An editorial in the Israeli daily Ha’aretz says Israeli Premier Benjamin Netanyahu and Minister for Military Affairs Ehud Barak are creating "falsehoods and deceptions on the Iranian issue.
The article, published on Sunday, said while former Israeli premiers such as Ariel Sharon and Ehud Olmert did not allow war rhetoric against Iran “to reach apocalyptic proportions,” Netanyahu has baselessly turned the Iranian issue into the be-all and end-all.
According to the editorial, while there is a consensus among experts that Iran's nuclear energy program “is being conducted methodically” and does not pursue a military capability, Netanyahu and Barak are creating "falsehoods and deceptions" on the issue.
“Many people, among them [Israel’s] Chief of Staff [Lieutenant General] Benny Gantz” believe that Iran will not produce a nuclear weapon, the article adds.
Gantz said on April 25 that he does not believe Iran will pursue nuclear weapons after years of efforts made by Tel Aviv and its allies to convince the world otherwise. He described Iran's leadership as “very rational,” who would not make such a decision.

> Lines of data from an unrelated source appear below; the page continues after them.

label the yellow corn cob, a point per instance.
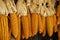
(6, 30)
(58, 14)
(0, 29)
(23, 36)
(34, 24)
(25, 26)
(58, 32)
(14, 24)
(55, 23)
(44, 26)
(19, 33)
(29, 23)
(50, 25)
(41, 28)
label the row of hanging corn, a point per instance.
(28, 17)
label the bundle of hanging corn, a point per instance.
(29, 17)
(42, 19)
(12, 17)
(25, 18)
(58, 20)
(51, 18)
(48, 17)
(34, 17)
(4, 30)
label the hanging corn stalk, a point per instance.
(4, 31)
(13, 17)
(22, 10)
(34, 11)
(55, 23)
(44, 25)
(58, 14)
(19, 29)
(58, 32)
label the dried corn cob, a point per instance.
(50, 25)
(55, 23)
(14, 24)
(58, 32)
(34, 23)
(2, 27)
(25, 26)
(58, 14)
(41, 28)
(44, 26)
(13, 17)
(4, 21)
(19, 28)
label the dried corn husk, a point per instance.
(13, 17)
(4, 32)
(19, 28)
(50, 25)
(22, 11)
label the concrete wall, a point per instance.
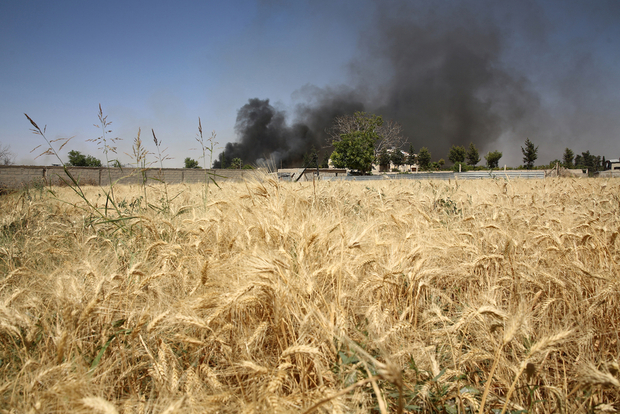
(16, 176)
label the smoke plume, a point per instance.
(440, 73)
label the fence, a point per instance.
(16, 176)
(471, 175)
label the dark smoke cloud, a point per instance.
(447, 84)
(449, 72)
(264, 133)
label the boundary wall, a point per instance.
(472, 175)
(16, 176)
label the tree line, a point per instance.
(361, 140)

Tel Aviv has recently been subjected to harsh criticisms by the regime’s military-intelligence officials over its stance towards Iran.
On April 27, former Shin Bet (Israel Security Agency) director Yuval Diskin said Netanyahu and Minister for Military Affairs Ehud Barak were not fit to stand at helm of the Israeli regime.
“I will tell you things that might be harsh. I cannot trust Netanyahu and Barak at the wheel in confronting Iran. They are infected with messianic feelings over Iran,” Diskin said.
Pointing to the recent wave of criticisms targeting the Israeli policies on Iran, senior Iranian author and Middle East expert Dr. Ismail Salami said, “A rift the size of a potential coup is taking shape between the Israeli government and the military-intelligence men over Iran, a fact which threatens the ruling Israeli political apparat on the one hand and exonerates Iran of all years-long groundless allegations on the other.”
The US, Israel and some of their allies have repeatedly accused Iran of pursuing military objectives in its nuclear energy program.
Washington and Tel Aviv have time and again threatened Tehran with a military strike against its civilian nuclear facilities.
Iran argues that as a signatory to the Non-proliferation Treaty (NPT) and a member of the International Atomic Energy Agency (IAEA), it has the right to develop and acquire nuclear technology for peaceful purposes.